Sunday, October 31, 2004

A defense of Strauss’s method by a conservative writer:

I blogged a little while ago about Daniel Flynn’s new book, Intellectual Morons, that seeks to tear down the sacred cow sophists of PC-Academia (most are radical leftist thinkers, or thinkers who have influence today’s “tenured radicals,” to use Roger Kimball’s term). And I noted how Flynn lumps in Leo Strauss with the gang of "morons" -- Chomsky, Kinsey, Focault, Ehrlich, et al. Predictably, conservative thinkers who admire Strauss but share Flynn’s disdain for the others might have something to say about this.

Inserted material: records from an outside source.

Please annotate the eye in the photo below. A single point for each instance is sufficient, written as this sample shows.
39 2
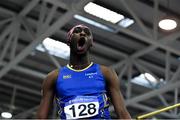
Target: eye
86 30
77 30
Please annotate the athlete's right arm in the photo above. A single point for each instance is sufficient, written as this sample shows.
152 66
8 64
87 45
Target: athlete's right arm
47 95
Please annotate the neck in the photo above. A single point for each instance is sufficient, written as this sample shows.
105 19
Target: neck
79 61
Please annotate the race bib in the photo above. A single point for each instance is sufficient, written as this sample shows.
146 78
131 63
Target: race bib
81 107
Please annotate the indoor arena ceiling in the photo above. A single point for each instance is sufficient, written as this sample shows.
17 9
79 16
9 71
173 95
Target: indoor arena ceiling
139 48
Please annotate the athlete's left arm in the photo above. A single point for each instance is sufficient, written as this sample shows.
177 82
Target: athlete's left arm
113 87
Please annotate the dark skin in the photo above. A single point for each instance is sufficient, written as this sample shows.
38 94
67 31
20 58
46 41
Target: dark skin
79 59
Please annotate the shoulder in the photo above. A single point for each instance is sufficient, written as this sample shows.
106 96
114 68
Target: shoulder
106 71
109 74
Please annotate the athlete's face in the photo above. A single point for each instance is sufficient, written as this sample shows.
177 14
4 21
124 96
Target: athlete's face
81 40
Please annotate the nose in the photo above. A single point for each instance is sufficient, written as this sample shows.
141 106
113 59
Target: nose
82 33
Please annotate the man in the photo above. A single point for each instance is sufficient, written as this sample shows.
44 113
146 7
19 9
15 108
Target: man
82 89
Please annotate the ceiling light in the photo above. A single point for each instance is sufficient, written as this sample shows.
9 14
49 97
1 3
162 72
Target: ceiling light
6 115
167 24
55 48
103 13
94 23
126 22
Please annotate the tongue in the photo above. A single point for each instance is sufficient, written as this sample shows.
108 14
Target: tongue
81 44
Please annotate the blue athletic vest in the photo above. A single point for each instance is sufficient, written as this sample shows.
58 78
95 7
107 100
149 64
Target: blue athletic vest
82 93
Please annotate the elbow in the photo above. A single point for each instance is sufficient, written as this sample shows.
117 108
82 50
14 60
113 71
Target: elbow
41 116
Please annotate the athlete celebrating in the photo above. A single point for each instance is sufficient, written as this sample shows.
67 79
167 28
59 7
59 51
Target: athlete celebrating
82 88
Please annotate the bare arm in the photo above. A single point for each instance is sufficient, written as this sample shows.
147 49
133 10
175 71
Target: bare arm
115 94
47 95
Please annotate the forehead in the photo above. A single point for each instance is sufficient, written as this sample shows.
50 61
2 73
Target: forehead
80 26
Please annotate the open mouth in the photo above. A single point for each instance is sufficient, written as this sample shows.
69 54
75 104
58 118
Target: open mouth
81 42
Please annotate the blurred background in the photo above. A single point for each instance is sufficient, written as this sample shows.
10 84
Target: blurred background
140 39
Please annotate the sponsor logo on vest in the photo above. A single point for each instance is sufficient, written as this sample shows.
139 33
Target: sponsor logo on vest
90 75
66 76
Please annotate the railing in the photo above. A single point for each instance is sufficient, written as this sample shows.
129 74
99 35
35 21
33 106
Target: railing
157 112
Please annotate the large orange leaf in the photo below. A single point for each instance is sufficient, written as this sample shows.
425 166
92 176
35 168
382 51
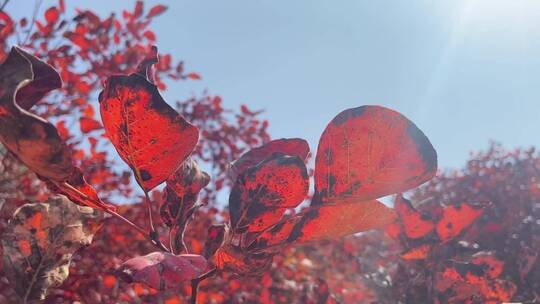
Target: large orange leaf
370 152
150 136
262 193
329 221
39 242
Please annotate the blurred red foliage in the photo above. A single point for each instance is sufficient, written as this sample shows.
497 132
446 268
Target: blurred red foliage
423 257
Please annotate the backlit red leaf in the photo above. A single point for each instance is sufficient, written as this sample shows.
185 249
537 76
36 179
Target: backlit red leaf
369 152
455 219
289 146
262 193
89 124
156 10
161 270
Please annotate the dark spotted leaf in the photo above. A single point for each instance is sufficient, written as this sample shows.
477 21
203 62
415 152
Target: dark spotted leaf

And that is exactly what is interesting about Paul Cella’s review of the book for the American Spectator. Cella provides an eloquent defense of Strauss’s method and argues that conservatives ought not to waive away Strauss’s method so quickly:

MOST CONTROVERSIAL, PERHAPS, is Flynn's chapter on Leo Strauss. Alas, his treatment is generally superficial. It is very difficult to see how Strauss, whatever his peculiarity (occasionally bordering on outright weirdness), can be justly set beside eugenicists and Communists, reprobates and liars. Flynn lands a solid blow, I think, when he suggests that Straussian esotericism can quickly degenerate into a kind of right-wing deconstructionism; but his critique fails because he fails to really confront Straussian scholarship in its substance.

For example, Flynn scoffs at Strauss's argument that the force of John Locke's teaching was in fact a subtle and powerful attack on the doctrine of Natural Law -- that Locke was with Hobbes and Rousseau and the modern "contractarians," and against the Christian philosophers descending from Hooker and the Schoolmen. But Strauss was not alone in this judgment. Even as independent a thinker as Willmoore Kendall had argued thusly, and indeed, argued it in plainer language. Nor does the mere fact that Jefferson leaned heavily on Locke to compose the most famous passage of the Declaration of Independence mean that the Founding Fathers were indeed Lockeans, as Flynn implies. Kendall rejected this opinion as well -- even to the point of repudiating his own doctoral thesis on Locke. The question of Locke's posture vis-à-vis the Western tradition of political philosophy, and the question of the Founders posture vis-à-vis Locke -- these remain open questions; and, as Flynn has not set himself to heavy lifting of political philosophy, he sheds no light on them (or on any like them).

For Flynn, it is Strauss's method that is most dubious. "As with a lot of what Strauss says, the thing that jumps out at the reader is not necessarily his conclusion, but how he got from point A to point B." Flynn does not much care for Strauss's ideas about "secret writing," and he provides some vivid examples of the strange lengths to which Strauss and his students have pursued these ideas. But Flynn does not account for why these ideas have gained such purchase among scholars. To use the example of Locke again, it is a fact that we did not possess a satisfactory text of his Two Treatises of Government until the mid-twentieth century. It is also a fact that for hundreds of years the Second Treatise was thought to have been composed after the first, when, as we now know, the reverse is probably true. The "philosopher as detective" method of reading (in the Straussian formulation), though fraught with peril, is not without merit, for the profound reason that one of the largest problems in philosophy is discerning what a given philosopher actually meant to say. To admit this is not to descend into postmodern incoherence, of the kind Flynn ably describes in various chapters, but merely to confess the severe limitations of the human intellectual condition.